Gold prices are on track for their fourth consecutive weekly loss today, Friday, as data on U.S. jobs and comments supportive of tighter monetary policy from policymakers at the Federal Reserve have bolstered bets on higher interest rates for a longer period, impacting the non-yielding yellow metal. As of 02:40 GMT, gold remained stable in spot transactions at $1910.20 per ounce but has decreased by 0.5 percent for the week. U.S. gold futures stood at $1916.00, nearly unchanged.
An increase in the number of jobs in the U.S. private sector indicates strength in the labor market despite the rising risk of recession due to rate hikes. Investors are now awaiting data on non-farm payrolls for June for further indications on the path of monetary policy. Tim Waterer, the chief market analyst at KCM Trade, stated, "The strong U.S. job market supports the continued push by the Fed to raise the benchmark interest rate."

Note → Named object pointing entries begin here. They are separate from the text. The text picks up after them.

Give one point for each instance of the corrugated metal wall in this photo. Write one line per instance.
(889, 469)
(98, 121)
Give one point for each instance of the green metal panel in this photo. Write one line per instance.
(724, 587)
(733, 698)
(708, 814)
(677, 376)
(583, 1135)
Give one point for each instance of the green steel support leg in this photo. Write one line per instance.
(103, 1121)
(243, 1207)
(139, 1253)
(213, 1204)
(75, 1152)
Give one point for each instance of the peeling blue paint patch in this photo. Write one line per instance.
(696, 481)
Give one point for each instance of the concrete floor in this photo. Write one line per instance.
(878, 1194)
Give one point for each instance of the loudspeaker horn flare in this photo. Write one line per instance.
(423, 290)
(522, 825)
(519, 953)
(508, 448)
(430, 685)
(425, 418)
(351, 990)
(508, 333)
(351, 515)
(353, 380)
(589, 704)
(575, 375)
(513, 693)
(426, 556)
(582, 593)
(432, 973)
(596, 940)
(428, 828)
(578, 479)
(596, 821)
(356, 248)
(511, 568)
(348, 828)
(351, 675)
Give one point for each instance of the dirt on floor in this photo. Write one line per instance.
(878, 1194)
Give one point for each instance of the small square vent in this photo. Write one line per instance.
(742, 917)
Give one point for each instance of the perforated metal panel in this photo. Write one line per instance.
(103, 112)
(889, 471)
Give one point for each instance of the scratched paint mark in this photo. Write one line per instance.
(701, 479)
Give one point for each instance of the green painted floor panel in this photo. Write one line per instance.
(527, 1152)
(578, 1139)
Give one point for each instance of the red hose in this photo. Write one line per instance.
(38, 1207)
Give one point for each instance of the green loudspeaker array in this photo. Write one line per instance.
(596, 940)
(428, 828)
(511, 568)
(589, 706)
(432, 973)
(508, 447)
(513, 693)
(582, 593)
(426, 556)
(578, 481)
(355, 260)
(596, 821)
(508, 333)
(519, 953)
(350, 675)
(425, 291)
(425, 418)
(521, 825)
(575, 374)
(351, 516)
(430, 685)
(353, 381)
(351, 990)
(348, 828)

Waterer also noted that "any potential escalation of trade tensions between the world's two largest economies could harm market sentiment. Gold may see some demand from the appeal for safe-haven assets." Higher interest rates increase the opportunity cost of holding non-yielding gold. Market participants are also closely monitoring U.S. Treasury Secretary Janet Yellen's visit to Beijing.
As for other precious metals, silver fell 0.4 percent to $22.6567 per ounce, while platinum decreased by 0.3 percent to $898.83.